Jason Heroux (born 1971) is a Canadian poet and novelist. He was the third poet laureate of the city of Kingston, Ontario, Canada, a position that he held from 2019 to 2022. He is the author of five books of poetry and three novels; his works have been translated into French, Italian, and Arabic.

Heroux was born in Montreal, and has lived in Kingston since 1990. He has described his writing as "the surrealism of the everyday", a characterization elaborated on by Christopher Doda, who writes that Heroux's poems "contain a keen sense of the uncanny, the moment where the commonplace becomes unsettling, when one's comfortable surroundings become a landscape of disquietude."

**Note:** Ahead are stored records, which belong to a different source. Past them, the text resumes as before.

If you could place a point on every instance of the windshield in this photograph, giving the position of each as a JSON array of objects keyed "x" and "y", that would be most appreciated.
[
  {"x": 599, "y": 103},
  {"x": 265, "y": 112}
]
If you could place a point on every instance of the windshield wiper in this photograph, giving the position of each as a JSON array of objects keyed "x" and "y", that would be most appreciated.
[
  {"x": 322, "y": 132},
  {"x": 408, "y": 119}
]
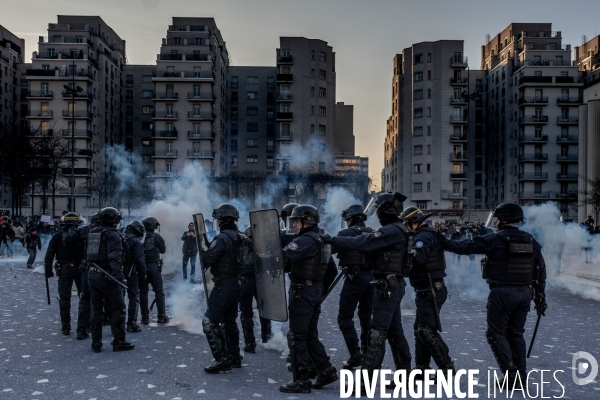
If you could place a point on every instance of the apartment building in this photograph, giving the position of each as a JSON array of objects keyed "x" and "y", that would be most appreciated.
[
  {"x": 532, "y": 95},
  {"x": 75, "y": 87},
  {"x": 305, "y": 104},
  {"x": 252, "y": 105},
  {"x": 433, "y": 124},
  {"x": 190, "y": 100}
]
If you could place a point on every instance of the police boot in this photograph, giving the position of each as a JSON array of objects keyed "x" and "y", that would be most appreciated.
[
  {"x": 329, "y": 375},
  {"x": 355, "y": 360},
  {"x": 122, "y": 345},
  {"x": 82, "y": 333},
  {"x": 300, "y": 385}
]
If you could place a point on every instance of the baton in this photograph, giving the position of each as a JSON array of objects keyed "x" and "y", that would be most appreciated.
[{"x": 534, "y": 333}]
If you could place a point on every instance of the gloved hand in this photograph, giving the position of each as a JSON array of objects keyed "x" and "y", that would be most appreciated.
[
  {"x": 540, "y": 304},
  {"x": 326, "y": 238}
]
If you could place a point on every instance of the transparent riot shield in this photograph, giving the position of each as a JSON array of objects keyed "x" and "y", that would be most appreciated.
[
  {"x": 270, "y": 278},
  {"x": 202, "y": 241}
]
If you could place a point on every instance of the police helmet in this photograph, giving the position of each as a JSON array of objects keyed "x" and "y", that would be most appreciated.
[
  {"x": 509, "y": 212},
  {"x": 136, "y": 227},
  {"x": 150, "y": 223},
  {"x": 110, "y": 216}
]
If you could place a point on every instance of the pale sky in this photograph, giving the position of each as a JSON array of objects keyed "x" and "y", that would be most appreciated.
[{"x": 365, "y": 34}]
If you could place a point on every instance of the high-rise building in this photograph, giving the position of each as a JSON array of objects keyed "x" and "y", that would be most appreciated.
[
  {"x": 75, "y": 87},
  {"x": 532, "y": 94}
]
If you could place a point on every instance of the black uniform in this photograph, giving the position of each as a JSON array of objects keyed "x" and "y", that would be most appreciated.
[
  {"x": 134, "y": 268},
  {"x": 224, "y": 260},
  {"x": 154, "y": 246},
  {"x": 429, "y": 261},
  {"x": 105, "y": 249},
  {"x": 304, "y": 254},
  {"x": 391, "y": 264},
  {"x": 515, "y": 267},
  {"x": 68, "y": 262},
  {"x": 356, "y": 291}
]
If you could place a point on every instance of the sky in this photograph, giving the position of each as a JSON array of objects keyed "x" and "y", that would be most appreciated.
[{"x": 365, "y": 34}]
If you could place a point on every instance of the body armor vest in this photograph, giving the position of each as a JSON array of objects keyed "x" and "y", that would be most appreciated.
[
  {"x": 516, "y": 266},
  {"x": 354, "y": 257},
  {"x": 313, "y": 268},
  {"x": 151, "y": 251},
  {"x": 230, "y": 262},
  {"x": 394, "y": 261}
]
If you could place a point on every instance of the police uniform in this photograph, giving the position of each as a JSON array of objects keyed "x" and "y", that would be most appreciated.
[
  {"x": 154, "y": 246},
  {"x": 68, "y": 260},
  {"x": 515, "y": 267},
  {"x": 356, "y": 291},
  {"x": 429, "y": 261},
  {"x": 223, "y": 259},
  {"x": 391, "y": 264}
]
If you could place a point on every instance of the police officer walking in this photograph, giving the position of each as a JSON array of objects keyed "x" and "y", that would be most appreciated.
[
  {"x": 68, "y": 261},
  {"x": 154, "y": 246},
  {"x": 308, "y": 257},
  {"x": 515, "y": 271},
  {"x": 357, "y": 289},
  {"x": 104, "y": 256},
  {"x": 427, "y": 278},
  {"x": 134, "y": 268},
  {"x": 392, "y": 263},
  {"x": 224, "y": 261}
]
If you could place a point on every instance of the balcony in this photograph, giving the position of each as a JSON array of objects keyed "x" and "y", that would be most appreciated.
[
  {"x": 284, "y": 97},
  {"x": 39, "y": 94},
  {"x": 199, "y": 135},
  {"x": 533, "y": 176},
  {"x": 284, "y": 116},
  {"x": 39, "y": 114},
  {"x": 201, "y": 96},
  {"x": 569, "y": 101},
  {"x": 569, "y": 177},
  {"x": 533, "y": 120},
  {"x": 285, "y": 136},
  {"x": 568, "y": 158},
  {"x": 164, "y": 134},
  {"x": 568, "y": 139},
  {"x": 458, "y": 176},
  {"x": 201, "y": 116},
  {"x": 193, "y": 153},
  {"x": 533, "y": 157},
  {"x": 533, "y": 101},
  {"x": 78, "y": 114},
  {"x": 169, "y": 96},
  {"x": 285, "y": 78},
  {"x": 168, "y": 115},
  {"x": 164, "y": 153},
  {"x": 533, "y": 139},
  {"x": 565, "y": 120}
]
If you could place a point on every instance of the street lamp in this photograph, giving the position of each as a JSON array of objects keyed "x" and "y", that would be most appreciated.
[{"x": 72, "y": 90}]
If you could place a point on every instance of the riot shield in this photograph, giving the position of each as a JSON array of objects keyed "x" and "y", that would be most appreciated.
[
  {"x": 201, "y": 239},
  {"x": 270, "y": 278}
]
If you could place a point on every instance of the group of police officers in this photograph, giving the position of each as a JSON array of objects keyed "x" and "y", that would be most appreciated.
[{"x": 373, "y": 263}]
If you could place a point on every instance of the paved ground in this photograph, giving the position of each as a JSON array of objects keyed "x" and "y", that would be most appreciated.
[{"x": 36, "y": 361}]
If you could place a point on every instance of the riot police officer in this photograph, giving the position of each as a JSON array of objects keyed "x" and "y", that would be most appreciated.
[
  {"x": 68, "y": 260},
  {"x": 427, "y": 278},
  {"x": 308, "y": 258},
  {"x": 357, "y": 289},
  {"x": 104, "y": 256},
  {"x": 224, "y": 260},
  {"x": 245, "y": 302},
  {"x": 515, "y": 271},
  {"x": 391, "y": 264},
  {"x": 134, "y": 268},
  {"x": 154, "y": 246}
]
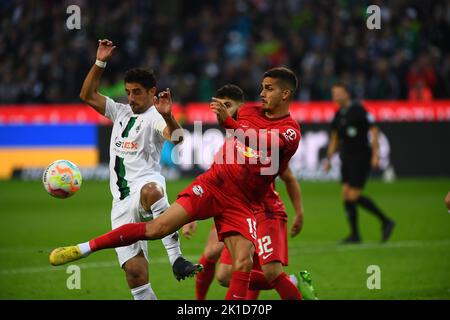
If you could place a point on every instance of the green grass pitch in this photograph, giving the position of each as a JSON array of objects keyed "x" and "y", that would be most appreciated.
[{"x": 414, "y": 264}]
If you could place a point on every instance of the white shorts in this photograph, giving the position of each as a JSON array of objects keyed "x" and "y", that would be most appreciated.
[{"x": 129, "y": 210}]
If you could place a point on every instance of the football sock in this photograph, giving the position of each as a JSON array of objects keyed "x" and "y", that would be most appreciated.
[
  {"x": 204, "y": 278},
  {"x": 285, "y": 288},
  {"x": 293, "y": 279},
  {"x": 85, "y": 249},
  {"x": 252, "y": 295},
  {"x": 350, "y": 209},
  {"x": 172, "y": 241},
  {"x": 238, "y": 286},
  {"x": 122, "y": 236},
  {"x": 144, "y": 292},
  {"x": 258, "y": 281},
  {"x": 368, "y": 204}
]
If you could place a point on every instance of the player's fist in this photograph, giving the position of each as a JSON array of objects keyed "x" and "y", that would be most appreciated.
[
  {"x": 447, "y": 201},
  {"x": 105, "y": 49},
  {"x": 220, "y": 109},
  {"x": 163, "y": 102}
]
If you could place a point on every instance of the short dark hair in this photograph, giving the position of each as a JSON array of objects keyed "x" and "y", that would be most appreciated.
[
  {"x": 230, "y": 91},
  {"x": 341, "y": 85},
  {"x": 286, "y": 75},
  {"x": 145, "y": 77}
]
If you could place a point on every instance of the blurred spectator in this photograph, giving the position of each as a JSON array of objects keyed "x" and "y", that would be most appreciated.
[{"x": 196, "y": 46}]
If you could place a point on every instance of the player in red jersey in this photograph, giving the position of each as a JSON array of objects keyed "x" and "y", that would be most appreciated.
[
  {"x": 246, "y": 166},
  {"x": 271, "y": 223}
]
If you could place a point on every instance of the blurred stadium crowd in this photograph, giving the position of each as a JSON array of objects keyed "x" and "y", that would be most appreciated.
[{"x": 196, "y": 46}]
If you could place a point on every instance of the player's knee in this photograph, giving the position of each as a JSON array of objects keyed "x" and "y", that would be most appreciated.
[
  {"x": 213, "y": 252},
  {"x": 150, "y": 193},
  {"x": 271, "y": 274},
  {"x": 156, "y": 229},
  {"x": 243, "y": 263},
  {"x": 223, "y": 277}
]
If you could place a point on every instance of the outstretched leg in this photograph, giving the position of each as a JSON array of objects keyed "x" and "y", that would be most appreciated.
[{"x": 169, "y": 222}]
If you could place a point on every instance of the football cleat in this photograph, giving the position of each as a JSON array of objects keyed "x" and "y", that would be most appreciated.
[
  {"x": 183, "y": 268},
  {"x": 304, "y": 284},
  {"x": 64, "y": 255}
]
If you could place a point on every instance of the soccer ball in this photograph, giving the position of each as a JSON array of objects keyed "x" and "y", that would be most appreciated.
[{"x": 61, "y": 179}]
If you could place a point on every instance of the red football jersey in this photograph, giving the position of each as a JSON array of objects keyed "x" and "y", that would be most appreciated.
[
  {"x": 258, "y": 151},
  {"x": 272, "y": 205}
]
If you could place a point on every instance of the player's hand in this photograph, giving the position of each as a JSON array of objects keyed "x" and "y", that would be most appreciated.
[
  {"x": 220, "y": 109},
  {"x": 163, "y": 103},
  {"x": 105, "y": 49},
  {"x": 188, "y": 230},
  {"x": 327, "y": 165},
  {"x": 375, "y": 161},
  {"x": 447, "y": 201},
  {"x": 297, "y": 225}
]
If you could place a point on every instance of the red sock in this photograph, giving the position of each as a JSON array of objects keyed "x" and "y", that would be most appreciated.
[
  {"x": 122, "y": 236},
  {"x": 204, "y": 278},
  {"x": 285, "y": 288},
  {"x": 252, "y": 294},
  {"x": 258, "y": 281},
  {"x": 238, "y": 286}
]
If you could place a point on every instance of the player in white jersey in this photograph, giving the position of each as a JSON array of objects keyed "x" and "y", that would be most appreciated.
[{"x": 138, "y": 188}]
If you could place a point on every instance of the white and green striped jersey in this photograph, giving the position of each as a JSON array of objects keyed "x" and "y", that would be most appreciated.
[{"x": 135, "y": 147}]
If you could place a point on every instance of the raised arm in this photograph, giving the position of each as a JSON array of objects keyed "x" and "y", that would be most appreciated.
[
  {"x": 89, "y": 91},
  {"x": 295, "y": 195},
  {"x": 173, "y": 131},
  {"x": 332, "y": 147}
]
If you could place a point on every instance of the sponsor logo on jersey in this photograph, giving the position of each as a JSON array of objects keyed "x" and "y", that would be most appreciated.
[
  {"x": 290, "y": 134},
  {"x": 127, "y": 145},
  {"x": 198, "y": 190}
]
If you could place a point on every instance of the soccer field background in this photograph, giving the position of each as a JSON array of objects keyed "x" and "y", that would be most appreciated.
[{"x": 414, "y": 263}]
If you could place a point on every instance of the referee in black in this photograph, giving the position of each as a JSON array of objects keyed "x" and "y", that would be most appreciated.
[{"x": 349, "y": 132}]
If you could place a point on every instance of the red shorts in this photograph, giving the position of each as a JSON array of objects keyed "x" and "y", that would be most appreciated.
[
  {"x": 272, "y": 239},
  {"x": 272, "y": 243},
  {"x": 208, "y": 197},
  {"x": 225, "y": 258}
]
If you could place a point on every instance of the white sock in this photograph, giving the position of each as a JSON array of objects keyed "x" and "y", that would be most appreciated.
[
  {"x": 144, "y": 292},
  {"x": 293, "y": 279},
  {"x": 172, "y": 241},
  {"x": 85, "y": 248}
]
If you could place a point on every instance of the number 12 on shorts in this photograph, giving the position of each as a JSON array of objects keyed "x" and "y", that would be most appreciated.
[
  {"x": 252, "y": 227},
  {"x": 263, "y": 244}
]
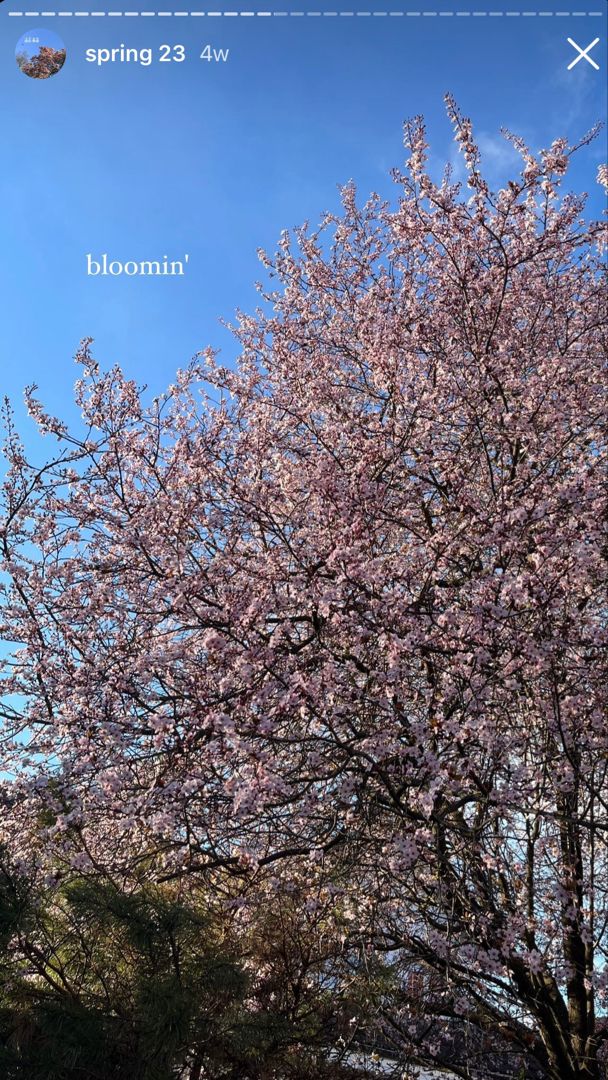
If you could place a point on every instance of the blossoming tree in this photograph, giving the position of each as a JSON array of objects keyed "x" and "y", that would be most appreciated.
[{"x": 345, "y": 605}]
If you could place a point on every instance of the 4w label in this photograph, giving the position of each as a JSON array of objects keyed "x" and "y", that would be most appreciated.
[{"x": 215, "y": 55}]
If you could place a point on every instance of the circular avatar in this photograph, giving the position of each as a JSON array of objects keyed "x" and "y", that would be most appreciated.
[{"x": 40, "y": 54}]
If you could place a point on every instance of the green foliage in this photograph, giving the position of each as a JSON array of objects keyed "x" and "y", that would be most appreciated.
[{"x": 105, "y": 984}]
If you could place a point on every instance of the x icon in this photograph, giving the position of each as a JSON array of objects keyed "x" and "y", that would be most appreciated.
[{"x": 583, "y": 54}]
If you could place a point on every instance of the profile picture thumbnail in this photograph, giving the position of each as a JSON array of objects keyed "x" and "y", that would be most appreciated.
[{"x": 40, "y": 53}]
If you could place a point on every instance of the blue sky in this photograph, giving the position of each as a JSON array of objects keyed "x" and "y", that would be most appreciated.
[{"x": 215, "y": 160}]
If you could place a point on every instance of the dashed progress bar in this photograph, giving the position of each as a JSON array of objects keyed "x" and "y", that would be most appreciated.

Poems by Heroux were selected for Best Canadian Poetry in English in 2008, 2011, and 2016. His first poetry collection, Memoirs of an Alias, was called "an amazing debut" by a review in Books in Canada, and his 2012 collection Natural Capital was described as "a helluva good read" by a review in Arc Poetry Magazine, which concluded: "I'd give it several major prizes all at once." Heroux's novel Good Evening, Central Laundromat was shortlisted for the 2011 ReLit Awards, and his poetry collection Natural Capital was shortlisted for the 2013 ReLit Awards.